The temple, built in the 9th century, underwent several renovations under various rulers who patronised the temple, a major one having taken place in the 13th century. As many as 250 and more inscriptions on the temple walls bear testimony to this. One may either motor up to the hilltop or access the temple by a flight of 1,000 steps that begin at the foothills of Ratnagiri.
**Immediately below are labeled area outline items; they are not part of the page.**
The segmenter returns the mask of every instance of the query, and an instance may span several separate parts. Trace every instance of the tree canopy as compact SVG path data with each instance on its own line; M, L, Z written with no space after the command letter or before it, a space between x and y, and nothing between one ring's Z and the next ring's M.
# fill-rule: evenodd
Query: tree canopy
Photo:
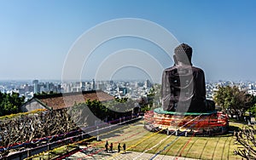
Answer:
M253 106L253 96L240 90L236 86L218 87L214 94L215 103L228 111L231 116L237 115L240 118L245 111Z

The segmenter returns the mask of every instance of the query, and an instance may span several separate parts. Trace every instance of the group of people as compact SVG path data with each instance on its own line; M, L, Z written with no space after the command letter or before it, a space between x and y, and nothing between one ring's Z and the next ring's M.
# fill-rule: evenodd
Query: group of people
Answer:
M108 147L109 147L109 150L108 150ZM124 153L126 153L125 152L125 150L126 150L126 145L125 143L123 144L123 151L124 151ZM105 151L106 152L108 152L108 151L110 152L113 152L113 143L110 143L110 145L108 145L108 140L106 141L106 144L105 144ZM118 152L120 152L121 151L121 144L119 143L118 145Z

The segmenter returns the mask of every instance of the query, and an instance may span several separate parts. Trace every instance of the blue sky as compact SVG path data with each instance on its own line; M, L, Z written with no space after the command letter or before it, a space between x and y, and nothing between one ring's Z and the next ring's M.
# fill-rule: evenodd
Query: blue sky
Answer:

The central shrine, which rises 80 ft. high, stands on a platform that is built on a square ground plan with sides measuring 42 ft. The five-tiered pyramidal rajagopuram rises magnificently above the sanctum sanctorum which is shaped like a cuboid. The outer walls of the rajagopuram are broken into five projections, thus bearing semblance to Odisha’s Konark Temple. However, the circular apex of the tower is built in typical Vesara architectural style. The interior walls of the sanctum carry niches which are embellished with exquisite sculptures of deities in Dravidian style.
The square mukha mantapa or front porch which is built on a square ground is also a fusion of Orissan and Dravidian construction plan. Its pyramidal elevation resembles the elevation on the jaanmohana of the Sun Temple at Konark. It is held up by pillars the top of which are characteristically adorned with inverted lotus corbels.